Collins had chaired the committee that produced the SSAR Common and Scientific Names List from 1978 through 1982 with the consensus of the committee. In 1991, Collins released a new third edition to the names list in which he "...unilaterally changed from committee chairperson to author." Then, he published a recommendation for mass changes by elevating 55 allopatric distinctive subspecies to species rank in line with the developing evolutionary species concept. This created widespread controversy and debate among herpetologists, and he was removed as chair after production of the fourth edition in 1997. He continued to publish names lists following this philosophy through the Center for North American Herpetology; whereas, the SSAR continued to publish a list under their appointed committee structure. By 2009 there was serious strife about the conflicting versions of the names list, and Herpetologica published a series of SAs approaching the issue. Despite the controversy and debate, the vast majority of changes recommended by Collins were ultimately supported by the molecular evidence.

==Honors and awards==
Collins received several awards and honors, including:
- The Wildlife Author Laureate of Kansas (1996)
- Kansas Wildlife Federation's Conservationist of the Year (1986)
- Kansas Herpetological Society's Bronze Salamander Award (1989)
- Kansas Wildlife Federation Presidential Award (1997)
- Distinguished Life Member of the Kansas Herpetological Society (1998)
In April 2012 following Collins' death, the Kansas Herpetological Society, of which Collins was a founding member, renamed its scholarly publication from Journal of Kansas Herpetology to Collinsorum in honor of Collins' contributions, and devoted the first newly named issue to remembrances and tributes of him.

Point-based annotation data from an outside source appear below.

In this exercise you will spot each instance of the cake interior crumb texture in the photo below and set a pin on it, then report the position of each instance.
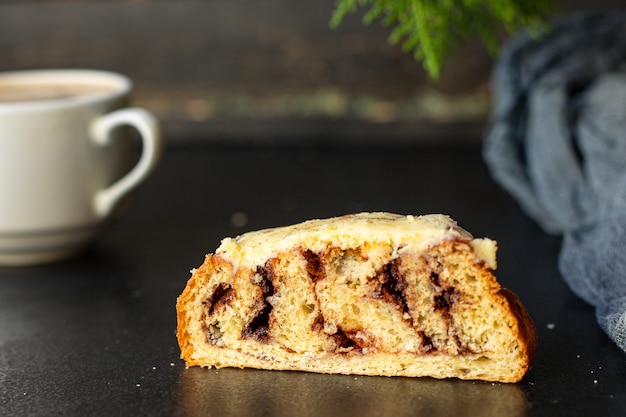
(368, 294)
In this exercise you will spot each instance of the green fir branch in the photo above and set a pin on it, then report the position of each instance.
(428, 29)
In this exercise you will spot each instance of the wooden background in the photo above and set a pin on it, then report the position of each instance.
(254, 69)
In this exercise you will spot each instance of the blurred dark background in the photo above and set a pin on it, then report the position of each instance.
(253, 70)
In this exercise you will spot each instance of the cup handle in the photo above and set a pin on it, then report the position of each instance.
(152, 146)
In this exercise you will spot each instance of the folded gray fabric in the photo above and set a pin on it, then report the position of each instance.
(557, 142)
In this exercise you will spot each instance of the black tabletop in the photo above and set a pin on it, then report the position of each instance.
(95, 335)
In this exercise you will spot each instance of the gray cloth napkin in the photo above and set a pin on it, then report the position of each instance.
(557, 142)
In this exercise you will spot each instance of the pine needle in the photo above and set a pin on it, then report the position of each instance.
(428, 29)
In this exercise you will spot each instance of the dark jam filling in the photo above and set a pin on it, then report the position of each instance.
(259, 327)
(222, 295)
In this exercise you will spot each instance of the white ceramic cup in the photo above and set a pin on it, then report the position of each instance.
(65, 159)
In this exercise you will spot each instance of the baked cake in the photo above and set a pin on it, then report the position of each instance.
(368, 294)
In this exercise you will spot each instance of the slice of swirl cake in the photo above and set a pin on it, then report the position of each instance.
(369, 294)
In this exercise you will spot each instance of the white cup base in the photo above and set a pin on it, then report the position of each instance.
(26, 249)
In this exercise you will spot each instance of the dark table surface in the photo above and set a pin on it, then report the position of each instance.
(95, 335)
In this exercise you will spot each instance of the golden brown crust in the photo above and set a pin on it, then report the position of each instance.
(526, 330)
(395, 308)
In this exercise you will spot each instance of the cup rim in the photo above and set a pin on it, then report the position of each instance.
(120, 86)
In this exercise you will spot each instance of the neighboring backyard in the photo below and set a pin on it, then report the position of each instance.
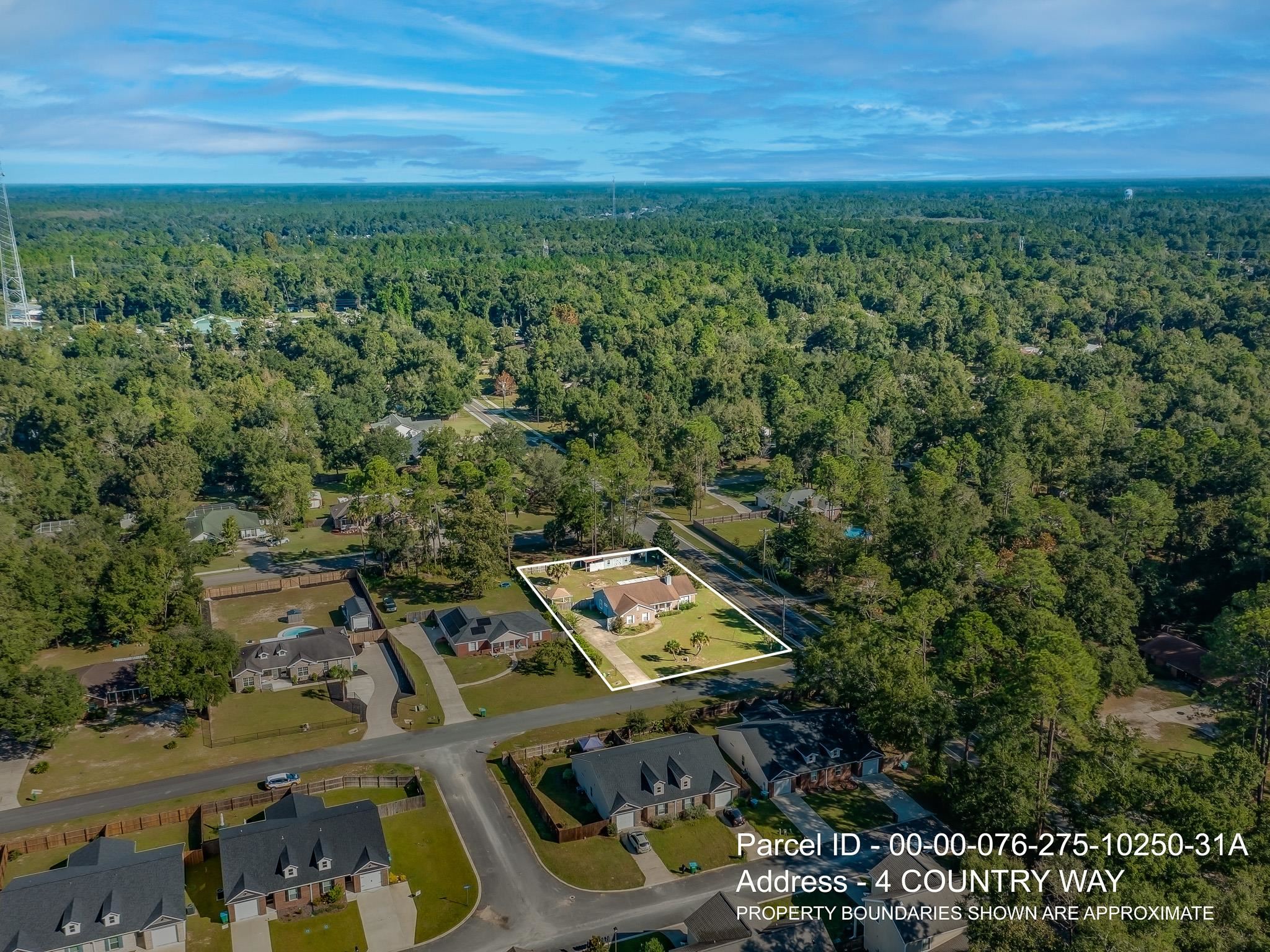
(263, 616)
(850, 810)
(705, 842)
(593, 863)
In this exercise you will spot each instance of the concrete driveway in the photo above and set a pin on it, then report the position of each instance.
(376, 687)
(251, 936)
(388, 918)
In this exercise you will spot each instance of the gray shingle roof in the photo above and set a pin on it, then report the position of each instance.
(299, 831)
(314, 646)
(469, 624)
(625, 775)
(779, 744)
(104, 876)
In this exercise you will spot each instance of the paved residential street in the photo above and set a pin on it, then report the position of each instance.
(479, 733)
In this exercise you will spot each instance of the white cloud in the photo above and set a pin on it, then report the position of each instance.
(332, 77)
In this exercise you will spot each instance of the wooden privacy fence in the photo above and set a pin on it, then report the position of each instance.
(303, 580)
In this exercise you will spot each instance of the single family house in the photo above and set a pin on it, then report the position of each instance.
(107, 897)
(470, 631)
(206, 523)
(303, 658)
(802, 752)
(916, 919)
(358, 615)
(412, 430)
(112, 683)
(786, 506)
(299, 853)
(634, 783)
(641, 602)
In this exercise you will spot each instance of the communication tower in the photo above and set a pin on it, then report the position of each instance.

A species of chorus frog from the southeastern United States, the Collinses' mountain chorus frog (Pseudacris collinsorum), is named in honor of Collins and his wife. Collins had previously contributed specimens for the paper.

==Selected bibliography==
- Conant R and JT Collins. 1998. A Field Guide to Reptiles and Amphibians of Eastern and Central North America, Fourth Edition. (The Peterson Field Guide Series).
- Powell R and JT Collins. 2012. Key to the herpetofauna of the continental United States and Canada: 2nd ed. Revised and Updates.
- Seigel RA and JT Collins. Snakes: Ecology and Behavior.
- Collins JT and SL Collins. 1995. An illustrated guide to endangered or threatened species in Kansas.
- Collins JT and SL Collins. 1991. Kansas Wildlife.
- Collins JT, SL Collins, and TW Taggart. 2010. Amphibians, Reptiles, and Turtles in Kansas.